If probability of misalignment is low, probability of human+AI coups (including e.g. countries invading each other) is high, and/or there aren’t huge offense-dominant advantages to being somewhat ahead, you probably want more AGI projects, not fewer. And if you need a ton of compute to go from an AI that can do 99% of AI R&D tasks to an AI that can cause global catastrophe, then model theft is less of a factor. But the thing I’m worried about re: model theft is a scenario like this, which doesn’t seem that crazy:
Company/country X has an AI agent that can
do 99%[edit: let’s say “automate 90%”] of AI R&D tasks, call it Agent-GPT-7, and enough of a compute stock to have that train a significantly better Agent-GPT-8 in 4 months at full speed ahead, which can then train a basically superintelligent Agent-GPT-9 in another 4 months at full speed ahead. (Company/country X doesn’t know the exact numbers, but their 80% CI is something like 2-8 months for each step; company/country Y has less info, so their 80% CI is more like 1-16 months for each step.)The weights for Agent-GPT-7 are available (legally or illegally) to company/country Y, which is known to company/country X.
Y has, say, a fifth of the compute.

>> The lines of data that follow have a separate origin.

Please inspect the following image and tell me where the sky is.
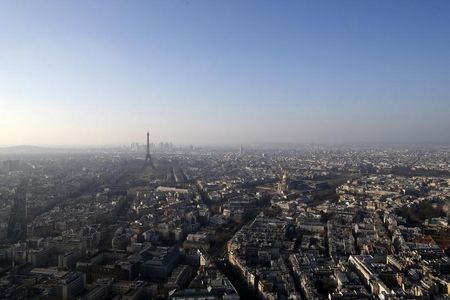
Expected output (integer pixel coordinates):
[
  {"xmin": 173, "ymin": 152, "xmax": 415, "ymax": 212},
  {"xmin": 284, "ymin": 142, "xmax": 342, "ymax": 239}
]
[{"xmin": 0, "ymin": 0, "xmax": 450, "ymax": 146}]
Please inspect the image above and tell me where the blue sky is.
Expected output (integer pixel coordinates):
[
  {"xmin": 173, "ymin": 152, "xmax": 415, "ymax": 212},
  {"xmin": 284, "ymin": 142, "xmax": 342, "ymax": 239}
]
[{"xmin": 0, "ymin": 0, "xmax": 450, "ymax": 145}]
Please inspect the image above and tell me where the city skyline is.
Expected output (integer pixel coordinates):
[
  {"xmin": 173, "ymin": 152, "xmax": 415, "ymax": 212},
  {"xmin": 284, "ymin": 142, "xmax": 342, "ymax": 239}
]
[{"xmin": 0, "ymin": 1, "xmax": 450, "ymax": 146}]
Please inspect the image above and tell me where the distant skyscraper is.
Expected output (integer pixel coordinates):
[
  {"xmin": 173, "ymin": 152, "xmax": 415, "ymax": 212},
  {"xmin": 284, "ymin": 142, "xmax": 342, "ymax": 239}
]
[
  {"xmin": 278, "ymin": 171, "xmax": 290, "ymax": 193},
  {"xmin": 145, "ymin": 131, "xmax": 153, "ymax": 167}
]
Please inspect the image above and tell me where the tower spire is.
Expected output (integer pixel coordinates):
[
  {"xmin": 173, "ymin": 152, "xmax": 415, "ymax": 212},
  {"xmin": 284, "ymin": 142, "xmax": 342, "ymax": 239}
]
[{"xmin": 145, "ymin": 130, "xmax": 153, "ymax": 167}]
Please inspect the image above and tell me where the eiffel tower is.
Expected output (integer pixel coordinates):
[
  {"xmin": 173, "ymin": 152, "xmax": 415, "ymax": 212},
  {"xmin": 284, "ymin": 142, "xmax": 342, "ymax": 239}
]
[{"xmin": 145, "ymin": 131, "xmax": 154, "ymax": 168}]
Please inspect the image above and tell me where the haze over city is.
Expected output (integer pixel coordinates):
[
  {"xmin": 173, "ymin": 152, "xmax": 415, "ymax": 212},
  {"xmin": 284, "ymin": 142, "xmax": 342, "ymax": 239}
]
[{"xmin": 0, "ymin": 1, "xmax": 450, "ymax": 146}]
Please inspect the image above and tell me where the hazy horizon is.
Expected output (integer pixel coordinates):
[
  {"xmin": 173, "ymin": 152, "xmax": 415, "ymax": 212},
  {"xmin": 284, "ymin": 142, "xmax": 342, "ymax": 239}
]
[{"xmin": 0, "ymin": 0, "xmax": 450, "ymax": 147}]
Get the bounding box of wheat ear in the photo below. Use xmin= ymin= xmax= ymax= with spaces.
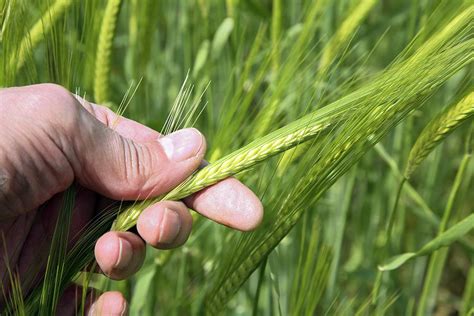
xmin=404 ymin=92 xmax=474 ymax=179
xmin=9 ymin=0 xmax=72 ymax=72
xmin=319 ymin=0 xmax=378 ymax=74
xmin=94 ymin=0 xmax=122 ymax=103
xmin=113 ymin=113 xmax=336 ymax=230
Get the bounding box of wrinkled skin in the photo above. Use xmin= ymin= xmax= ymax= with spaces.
xmin=0 ymin=84 xmax=263 ymax=315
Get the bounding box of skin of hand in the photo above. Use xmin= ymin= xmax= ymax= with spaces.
xmin=0 ymin=84 xmax=263 ymax=315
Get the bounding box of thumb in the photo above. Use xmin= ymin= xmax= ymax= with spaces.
xmin=70 ymin=103 xmax=206 ymax=200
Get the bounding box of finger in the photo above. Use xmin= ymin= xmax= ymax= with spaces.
xmin=86 ymin=291 xmax=128 ymax=316
xmin=74 ymin=95 xmax=161 ymax=142
xmin=184 ymin=178 xmax=263 ymax=231
xmin=137 ymin=201 xmax=193 ymax=249
xmin=66 ymin=87 xmax=206 ymax=200
xmin=94 ymin=232 xmax=145 ymax=280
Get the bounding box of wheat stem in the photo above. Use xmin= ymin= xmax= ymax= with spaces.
xmin=94 ymin=0 xmax=122 ymax=104
xmin=9 ymin=0 xmax=73 ymax=72
xmin=404 ymin=92 xmax=474 ymax=179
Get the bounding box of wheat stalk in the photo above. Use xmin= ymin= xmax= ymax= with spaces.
xmin=9 ymin=0 xmax=73 ymax=72
xmin=404 ymin=92 xmax=474 ymax=179
xmin=113 ymin=116 xmax=336 ymax=230
xmin=205 ymin=12 xmax=473 ymax=314
xmin=319 ymin=0 xmax=378 ymax=74
xmin=94 ymin=0 xmax=122 ymax=103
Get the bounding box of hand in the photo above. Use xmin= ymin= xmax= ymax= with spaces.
xmin=0 ymin=84 xmax=263 ymax=315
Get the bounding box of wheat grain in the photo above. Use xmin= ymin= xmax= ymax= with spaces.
xmin=319 ymin=0 xmax=378 ymax=74
xmin=94 ymin=0 xmax=122 ymax=104
xmin=9 ymin=0 xmax=72 ymax=72
xmin=404 ymin=92 xmax=474 ymax=179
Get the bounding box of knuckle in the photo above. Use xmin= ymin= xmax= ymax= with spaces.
xmin=119 ymin=137 xmax=150 ymax=192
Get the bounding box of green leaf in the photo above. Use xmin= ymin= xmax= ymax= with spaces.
xmin=379 ymin=213 xmax=474 ymax=271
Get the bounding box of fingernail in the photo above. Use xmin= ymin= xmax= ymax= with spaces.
xmin=114 ymin=237 xmax=133 ymax=269
xmin=158 ymin=128 xmax=204 ymax=162
xmin=158 ymin=208 xmax=181 ymax=244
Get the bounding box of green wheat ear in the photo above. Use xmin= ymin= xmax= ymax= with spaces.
xmin=9 ymin=0 xmax=73 ymax=73
xmin=94 ymin=0 xmax=122 ymax=104
xmin=404 ymin=92 xmax=474 ymax=179
xmin=318 ymin=0 xmax=378 ymax=74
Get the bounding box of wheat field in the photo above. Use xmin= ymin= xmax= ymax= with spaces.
xmin=0 ymin=0 xmax=474 ymax=316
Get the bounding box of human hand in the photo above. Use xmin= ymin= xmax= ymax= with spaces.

So each of those steps will take 20 months. Symmetrically, company/country Y thinks it’ll take 10-40 months and company/country X thinks it’s 5-80.

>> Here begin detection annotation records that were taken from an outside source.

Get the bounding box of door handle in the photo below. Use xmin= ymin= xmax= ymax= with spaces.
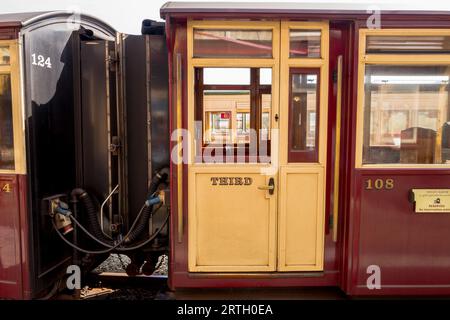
xmin=258 ymin=178 xmax=275 ymax=195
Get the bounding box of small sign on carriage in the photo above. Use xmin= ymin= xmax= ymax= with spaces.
xmin=411 ymin=189 xmax=450 ymax=213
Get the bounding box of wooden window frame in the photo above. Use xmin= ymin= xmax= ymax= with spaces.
xmin=288 ymin=68 xmax=321 ymax=163
xmin=194 ymin=67 xmax=272 ymax=163
xmin=185 ymin=20 xmax=280 ymax=166
xmin=0 ymin=40 xmax=26 ymax=174
xmin=355 ymin=29 xmax=450 ymax=169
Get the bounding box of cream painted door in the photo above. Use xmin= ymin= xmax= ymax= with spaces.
xmin=189 ymin=166 xmax=277 ymax=272
xmin=187 ymin=21 xmax=328 ymax=273
xmin=277 ymin=21 xmax=328 ymax=272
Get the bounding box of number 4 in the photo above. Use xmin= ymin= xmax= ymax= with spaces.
xmin=44 ymin=57 xmax=52 ymax=69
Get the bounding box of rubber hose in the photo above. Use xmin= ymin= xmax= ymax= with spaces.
xmin=125 ymin=168 xmax=169 ymax=244
xmin=71 ymin=188 xmax=114 ymax=246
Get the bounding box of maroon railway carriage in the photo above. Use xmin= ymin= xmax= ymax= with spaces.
xmin=4 ymin=2 xmax=450 ymax=299
xmin=161 ymin=2 xmax=450 ymax=295
xmin=0 ymin=12 xmax=169 ymax=299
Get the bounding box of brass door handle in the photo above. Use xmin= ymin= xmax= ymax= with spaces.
xmin=258 ymin=178 xmax=275 ymax=195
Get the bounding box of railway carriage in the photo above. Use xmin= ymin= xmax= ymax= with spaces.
xmin=0 ymin=2 xmax=450 ymax=299
xmin=161 ymin=3 xmax=450 ymax=295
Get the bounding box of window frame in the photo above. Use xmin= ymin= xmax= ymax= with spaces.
xmin=0 ymin=40 xmax=26 ymax=174
xmin=355 ymin=28 xmax=450 ymax=169
xmin=185 ymin=19 xmax=280 ymax=168
xmin=288 ymin=68 xmax=322 ymax=163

Once superintelligence is in sight like this, both company/country X and Y become very scared of the other getting it first—in the country case, they are worried it will undermine nuclear deterrence, upend their political system, basically lead to getting taken over by the other. The relevant decisionmakers think this outcome is better than extinction, but maybe not by that much, whereas getting superintelligence before the other side is way better. In the company case, it’s a lot less intense, but they still would much rather get superintelligence than their arch-rival CEO.
So, X thinks they have anywhere from 5-80 months before Y has superintelligence, and Y thinks they have 1-16 months. So X and Y both think it’s easily possible, well within their 80% CI, that Y beats X.
X and Y have no reliable means of verifying a commitment like “we will spend half our compute on safety testing and alignment research.”
If these weights were not available, Y would have a similarly good system in 18 months, 80% CI 12-24.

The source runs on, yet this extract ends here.